Sisters in Crime Australia’s 24th Davitt Awards have opened nominations for the best crime and mystery books by Australian women from 2023. The competition is open to books by all women, whether cisgender, transgender or intersex, who are citizens/residents of Australia (self-published books are eligible) with a deadline for submissions of Friday, March 1st. A longlist will be announced in mid-June and a shortlist in late July, with the six winners presented at a gala dinner in Melbourne on August 31. Categories include Best Adult Novel; Best Young Adult Novel; Best Children’s Novel; Best Non-fiction Book; Best Debut Book (any category); and Readers’ Choice (as voted the 600+ members of Sisters in Crime Australia).
The Mysterious Bookshop's American Mystery Classics series has early access to their reprint of Helen Reilly's McKee of Centre Street, one of the first police procedurals written by a woman. Published in 1934, the book begins with a murder at a refined New York speakeasy, then closely follows the investigation as it's carried out by the police detectives on the case. A pioneer in what has now become commonplace among mystery writers, Reilly extensively researched her subject and even spent time shadowing cops to lend authenticity and realism to her work. As Mysterious Press' Charles Perry adds, "A stand-out early entry in her long-running Inspector McKee series, the book is a vivid look not only at police work of the 1930s, with all its then-high tech gadgetry and cutting edge forensics, but also at New York City in the first half of the previous century." Though not officially in stores until early next month, the book is available now from The Mysterious Bookshop.
Writing for the Sydney Morning Herald, Jake Kerridge investigated why crime fiction is obsessed with suburbia, from Big Little Lies to The Couple Next Door. As Kerridge notes, "readers seem to be able to identify with a suburban thriller whatever country it is set in. Cities may have their distinctive flavours, but the suburban tang of quiet desperation seems to smell much the same the world over."
Controversy has always dogged the literary field, and crime fiction is no exception.

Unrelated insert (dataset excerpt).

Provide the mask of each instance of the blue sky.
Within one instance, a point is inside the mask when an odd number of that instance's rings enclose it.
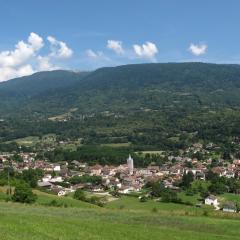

In one cautionary tale for authors, J.D. Barker was slammed for encouraging BookTok creators to promote his thriller novel by sharing racy videos and using "only the book to cover up your naughty bits." He's since been dropped by his agent and publicity firm. Meanwhile, controversial author AJ Finn is set to release his second novel after the 2018 bestseller, Woman at the Window. The five-year delay may have something to do with a scathing New Yorker article that exposed Finn for his years of deceit, from "borrowing" story ideas to lying about having brain cancer, relatives dying, and his education and work background.
In the Q&A roundup, author Shawn Wilson chatted with Book Trib about her debut thriller, Relentless, featuring Detective Brian "Brick" Kavanagh; journalist Charlotte Langley talked to Crime Time about her new novel, The Blame, in which Detective Erin Crane and her partner Tom Radley are investigating the murder of a 16-year-old girl and World Literature Today featured a conversation with Iceland’s prime minister Katrín Jakobsdóttir and author Ragnar Jónasson about their co-authored novel, Reykjavík: A Crime Story.